Repubblica Dominicana, Puerto Plata aspetta 60 mila turisti canadesi

Con l’annuncio di 32 voli settimanali dal Canada, il turismo di Puerto Plata comincia a dare segnali di recupero, mentre rappresentanti di diversi settori della provincia si stanno impegnando a mettere in ordine la casa, evitare gli errori del passato e sensibilizzare le autorità e la popolazione circa l’importanza di salvaguardare quella che è chiamata una “industria senza ciminiera”. Michel Musa, presidente de la Associazione degli Operatori del Turismo Recettivo (OPETUR) approfittò del Foro Summit Pop 2011, convocato dal giornalista Leonardo Medrano, per dare le buone notizie che accompagnano l’inizio dell’alta stagione nella Repubblica Dominicana, però anche per reclamare uno sforzo piú consistente per la promozione del turismo dominicano, specialmente a Puerto Plata. Ha rivelato che l’80% dei passeggeri che raggiungeranno la costa del nord nell’alta stagione arrivano dal Canada ed ha attribuito questo risultato allo sforzo focalizzato verso questo importante mercato, specialmente per gli investimenti effettuati nella promozione ed il lavoro diretto con il tour operator Nolitours ed il programma It Zone. Ha assicurato che per Puerto Plata la prossima sará la miglior alta stagione degli ultimi 8 anni. Secondo quanto ha riferito, Puerto Plata riceverà dal Canadà circa 60 mila turisti addizionali attraverso 32 voli settimanali, con aerei della capacità di 190 passeggeri.

Come parte di questa dinamica, la compagnia Sunwing ha disposto un incremento da 2 ad 8 voli settimanali. Ha indicato che due anni fa si era stabilito che Puerto Plata doveva puntare in modo particolare nell’attrarre i mercati turistici dove maggiormente questa località dominicana è conosciuta, cominciando proprio dal Canada e dalla Germania. La risposta migliore è arrivata dal Canada, che già sta apportando l’80% dei turisti che arriveranno nella stagione. Dalla Germania, secondo Musa, è auspicabile un incremento del 12 per cento.

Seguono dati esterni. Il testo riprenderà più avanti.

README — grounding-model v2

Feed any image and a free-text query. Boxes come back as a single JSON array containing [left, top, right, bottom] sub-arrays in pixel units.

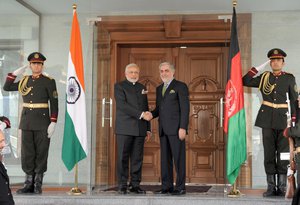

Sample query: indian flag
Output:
[[62, 6, 87, 171], [224, 8, 247, 184]]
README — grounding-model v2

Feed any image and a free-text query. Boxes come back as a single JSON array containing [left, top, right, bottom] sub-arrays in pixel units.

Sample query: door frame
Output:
[[95, 14, 252, 186]]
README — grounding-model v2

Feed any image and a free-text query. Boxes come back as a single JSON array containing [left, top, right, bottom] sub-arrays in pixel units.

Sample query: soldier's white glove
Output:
[[12, 65, 27, 76], [255, 60, 270, 71], [47, 122, 56, 138], [0, 121, 6, 131]]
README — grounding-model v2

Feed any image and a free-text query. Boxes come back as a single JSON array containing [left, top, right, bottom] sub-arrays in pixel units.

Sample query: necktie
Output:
[[162, 83, 168, 96]]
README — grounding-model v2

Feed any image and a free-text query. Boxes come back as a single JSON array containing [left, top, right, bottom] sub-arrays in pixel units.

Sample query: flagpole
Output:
[[227, 180, 242, 198], [227, 0, 242, 198], [68, 163, 83, 195], [68, 4, 83, 195]]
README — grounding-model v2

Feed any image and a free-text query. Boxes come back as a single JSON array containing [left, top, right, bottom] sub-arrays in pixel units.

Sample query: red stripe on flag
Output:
[[224, 52, 244, 133]]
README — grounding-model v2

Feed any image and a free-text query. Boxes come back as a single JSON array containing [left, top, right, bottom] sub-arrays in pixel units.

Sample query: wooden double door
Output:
[[114, 44, 228, 183]]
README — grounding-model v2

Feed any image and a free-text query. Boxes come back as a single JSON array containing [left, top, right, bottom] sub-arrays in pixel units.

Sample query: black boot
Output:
[[277, 174, 286, 196], [263, 174, 276, 197], [17, 174, 34, 194], [34, 174, 44, 194]]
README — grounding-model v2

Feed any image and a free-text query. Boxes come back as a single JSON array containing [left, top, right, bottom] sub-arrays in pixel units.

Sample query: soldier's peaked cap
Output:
[[27, 52, 46, 62], [267, 48, 287, 59]]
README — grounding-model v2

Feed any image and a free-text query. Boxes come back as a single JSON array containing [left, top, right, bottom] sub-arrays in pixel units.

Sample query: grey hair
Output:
[[125, 63, 140, 73], [159, 62, 175, 72]]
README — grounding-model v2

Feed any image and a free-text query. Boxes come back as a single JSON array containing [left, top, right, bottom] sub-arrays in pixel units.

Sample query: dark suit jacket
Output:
[[115, 80, 150, 136], [0, 161, 15, 205], [243, 68, 298, 130], [152, 79, 190, 135], [3, 73, 58, 130]]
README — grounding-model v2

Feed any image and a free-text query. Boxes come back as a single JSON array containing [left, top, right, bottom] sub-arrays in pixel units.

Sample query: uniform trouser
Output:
[[262, 128, 289, 174], [295, 153, 300, 188], [160, 134, 186, 190], [21, 130, 50, 175], [117, 135, 145, 188]]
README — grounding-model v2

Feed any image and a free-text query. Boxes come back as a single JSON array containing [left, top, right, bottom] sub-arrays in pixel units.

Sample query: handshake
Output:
[[142, 111, 153, 121]]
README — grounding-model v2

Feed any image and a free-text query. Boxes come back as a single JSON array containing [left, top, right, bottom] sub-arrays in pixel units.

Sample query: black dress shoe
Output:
[[118, 187, 128, 194], [154, 188, 173, 194], [171, 189, 186, 195], [129, 187, 146, 194]]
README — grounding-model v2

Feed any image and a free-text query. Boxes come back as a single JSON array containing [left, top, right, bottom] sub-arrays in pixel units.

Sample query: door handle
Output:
[[102, 98, 112, 127]]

I giornalisti di Santo Domingo invitati alla manifestazione, dove si analizzò la realtà del turismo di Puerto Plata, hanno potuto apprezzare le evidenze del nuovo dinamismo mostrato dagli alberghi della zona. Nell’Hotel Iberostar, a Costa Dorada, scenario del Foro, recentemente è stata segnalata una occupazione vicina al 100 per cento. Gli alberghi di Playa Dorada pure segnalavano una notevole presenza di turisti canadesi, in proporzione significativa rispetto ai visitatori locali. Sotto il lemma “Un impegno con Puerto Plata” il Foro Summit 2011 ha riunito più di un centinaio di rappresentanti dei settori vincolati al turismo della provincia. Tra i protagonisti dell’incontro il viceministro del turismo, Cesar De León Santos; il presidente del Municipio di Puerto Plata, José Ramón Duràn; il direttore nazionale di Politur, generale Josè Manuel Frias Rodriguez; la direttrice delle comunicazioni di Aerodom, Yolanda Mañán; la stimata impresaria turistica, Maria Jimenes Mesón; il presidente dell’Associazione di Hotel del Nord (ASHONORTE) e del Cluster Turistico Culturale di Puerto Plata, Maximo Iglesias; il presidente della Associazione degli Hotel di Playa Dorada, Roberto Casoni; il presidente dell’Associazione degli Hotel e Ristoranti di Sosua e Cabarete, Diego Giribaldi; il presidente della Federazione dei Venditori di Artigianato, Osiris Tejada; il presidente della Camera di Commercio e Produzione, Amaury Pla; e gli impresari Rafael Nuñez, José Natalio Redondo, Cecilio Mercedes, Daniel Ferrè e Barbara Polanco.

La Associazione della Stampa Turistica (Adompretur) era rappresentata da una delegazione guidata dal suo presidente Osvaldo Soriano e dai dirigenti Luis José Chavez e Andrés Lora. L.J.C.